In cima alla classifica dei «più ricchi» svetta il governatore Gianni Chiodi (reddito 2009 euro 245.649, contro i 125.633 del 2008), seguito da Antonio Prospero (232.505), Lanfranco Venturoni (203.263), Antonio Saia (202.436) e Mauro Febbo (175.112). Quelli «più poveri» invece sono Emilio Iampieri (reddito 2009 euro 6.894), Angelo Di Paolo (23.613) e Paolo Palomba (67.608). Ricordiamo che nel frattempo l'Abruzzo, seconda regione dopo l'Emilia Romagna, ha abolito il vitalizio per i consiglieri regionali, che è dunque sui soli redditi che dovranno far conto dalla prossima legislatura: ma del vitalizio continuano a godere 139 consiglieri, per una spesa di 5,7 milioni di euro l'anno. Non pochi.
Spulciando i dati, si nota per alcuni consiglieri un aumento cospicuo di reddito tra il 2008 e il 2009: è dovuto al fatto che sono al primo ingresso in Regione. In generale invece, rispetto al 2008, quello che ha visto aumentare di molto il proprio reddito è Antonio Menna, Udc, con un clamoroso +1164 %: da 10mila a 133mila euro annui. A seguire l'imprenditore Luciano Terra (+667%), Marinella Sclocco (+616%), Lucrezio Paolini (+613%) e Giuseppe Di Pangrazio (+598%). Poi Federica Carpineta (+548%), Lorenzo Sospiri (+459%), Paolo Gatti (+430%), Emiliano di Matteo (+354%) e Gianfranco Giuliante (+353%).
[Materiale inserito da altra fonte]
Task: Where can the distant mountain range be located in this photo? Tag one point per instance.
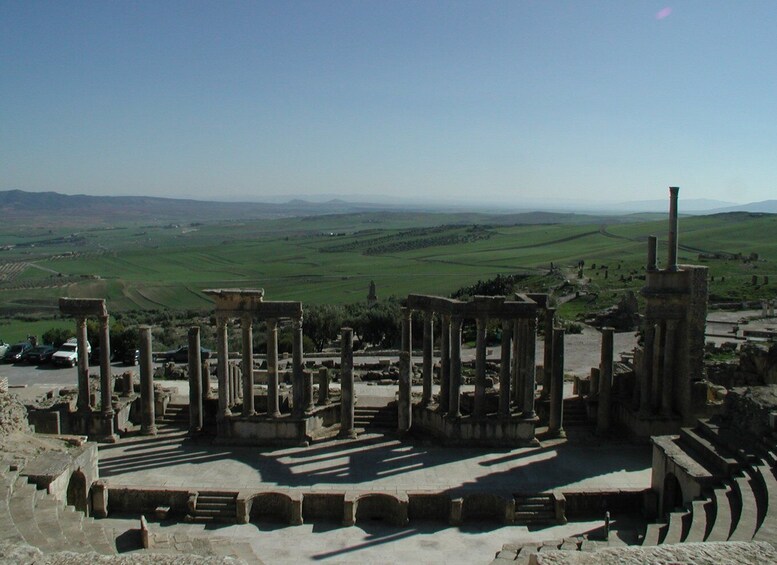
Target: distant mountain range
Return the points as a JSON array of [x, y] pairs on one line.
[[55, 209]]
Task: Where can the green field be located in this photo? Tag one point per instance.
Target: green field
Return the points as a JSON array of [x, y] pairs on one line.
[[332, 259]]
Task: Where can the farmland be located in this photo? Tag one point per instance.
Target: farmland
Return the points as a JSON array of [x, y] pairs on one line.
[[332, 258]]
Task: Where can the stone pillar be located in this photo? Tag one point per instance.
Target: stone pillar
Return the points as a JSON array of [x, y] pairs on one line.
[[298, 394], [147, 410], [248, 366], [83, 405], [605, 382], [652, 253], [206, 394], [195, 382], [530, 369], [673, 233], [323, 386], [647, 370], [445, 362], [426, 397], [479, 410], [655, 393], [454, 403], [273, 409], [222, 369], [547, 368], [347, 400], [404, 407], [504, 369], [667, 388], [407, 332], [556, 424]]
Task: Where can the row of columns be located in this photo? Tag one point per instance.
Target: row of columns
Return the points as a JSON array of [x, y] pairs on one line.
[[517, 374]]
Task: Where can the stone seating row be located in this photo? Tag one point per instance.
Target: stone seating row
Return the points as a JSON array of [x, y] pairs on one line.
[[32, 516]]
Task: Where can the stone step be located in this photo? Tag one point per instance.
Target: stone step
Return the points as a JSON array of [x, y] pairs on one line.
[[768, 529], [747, 524], [675, 528], [654, 533], [724, 518], [699, 521]]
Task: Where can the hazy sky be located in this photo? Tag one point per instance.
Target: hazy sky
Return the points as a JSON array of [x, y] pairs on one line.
[[488, 101]]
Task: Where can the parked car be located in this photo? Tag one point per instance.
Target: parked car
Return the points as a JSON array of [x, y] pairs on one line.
[[67, 355], [181, 355], [14, 352], [39, 355], [131, 357]]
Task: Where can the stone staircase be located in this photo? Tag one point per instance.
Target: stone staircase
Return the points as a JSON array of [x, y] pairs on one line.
[[741, 505], [534, 508], [32, 516], [214, 506], [376, 419]]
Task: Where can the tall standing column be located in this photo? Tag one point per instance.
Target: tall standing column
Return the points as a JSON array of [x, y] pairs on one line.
[[445, 362], [404, 405], [547, 368], [667, 388], [556, 424], [655, 393], [248, 366], [454, 404], [222, 369], [647, 369], [673, 230], [298, 378], [426, 396], [530, 369], [605, 382], [479, 410], [347, 400], [504, 369], [195, 382], [273, 406], [84, 402], [147, 410]]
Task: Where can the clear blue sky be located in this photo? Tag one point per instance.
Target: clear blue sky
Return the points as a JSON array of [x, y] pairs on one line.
[[482, 101]]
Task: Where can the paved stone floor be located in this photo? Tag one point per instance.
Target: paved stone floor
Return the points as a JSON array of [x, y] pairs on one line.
[[373, 462]]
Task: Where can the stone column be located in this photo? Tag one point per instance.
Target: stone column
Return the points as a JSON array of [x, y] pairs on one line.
[[248, 366], [298, 394], [407, 332], [667, 388], [347, 400], [556, 424], [673, 230], [195, 382], [547, 368], [652, 253], [530, 370], [454, 403], [323, 386], [479, 410], [84, 394], [404, 405], [655, 393], [222, 369], [147, 410], [605, 382], [445, 362], [426, 397], [273, 407], [647, 370], [504, 369]]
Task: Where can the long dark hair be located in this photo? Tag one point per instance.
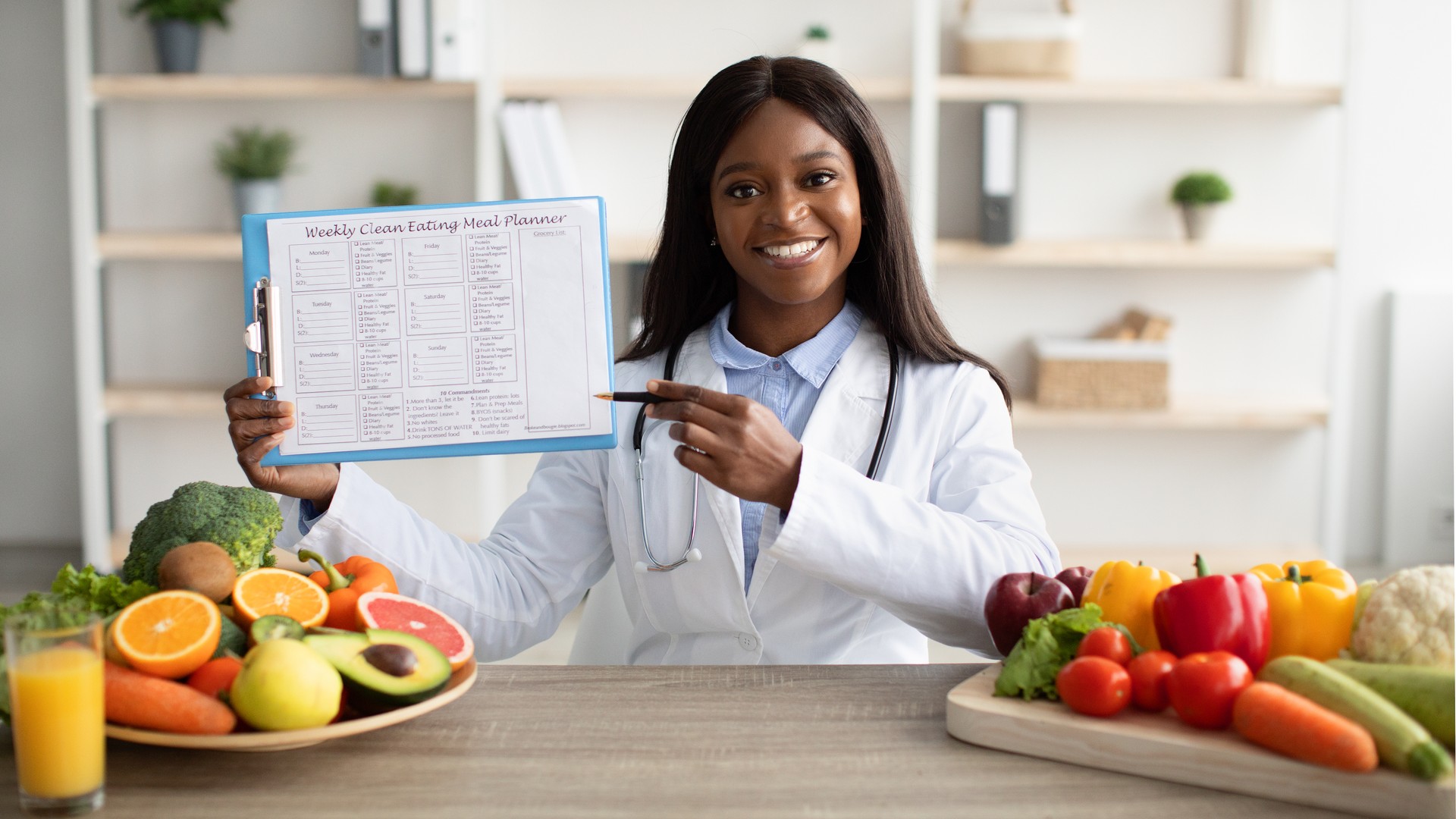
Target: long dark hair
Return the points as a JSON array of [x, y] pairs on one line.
[[688, 281]]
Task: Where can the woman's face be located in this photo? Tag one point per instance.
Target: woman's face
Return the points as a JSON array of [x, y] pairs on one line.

Il presidente della Provincia aquilana Antonio Del Corvo, commercialista ed ex consigliere regionale, con il passaggio da un incarico all'altro ha visto aumentare il proprio reddito di soli 5mila euro (+3,52%). Riguardo ai patrimoni, invece, quasi tutti sono rimasti invariati, tranne per qualche consigliere che ha cambiato l'auto (Alessandra Petri, Riccardo Chiavaroli e Camillo D'Alessandro), e per qualcuno che ha invece acquistato o venduto degli immobili di proprietà o comproprietà (Claudio Ruffini, Mauro di Dalmazio, Mauro Febbo, Luigi De Fanis e Giorgio De Matteis).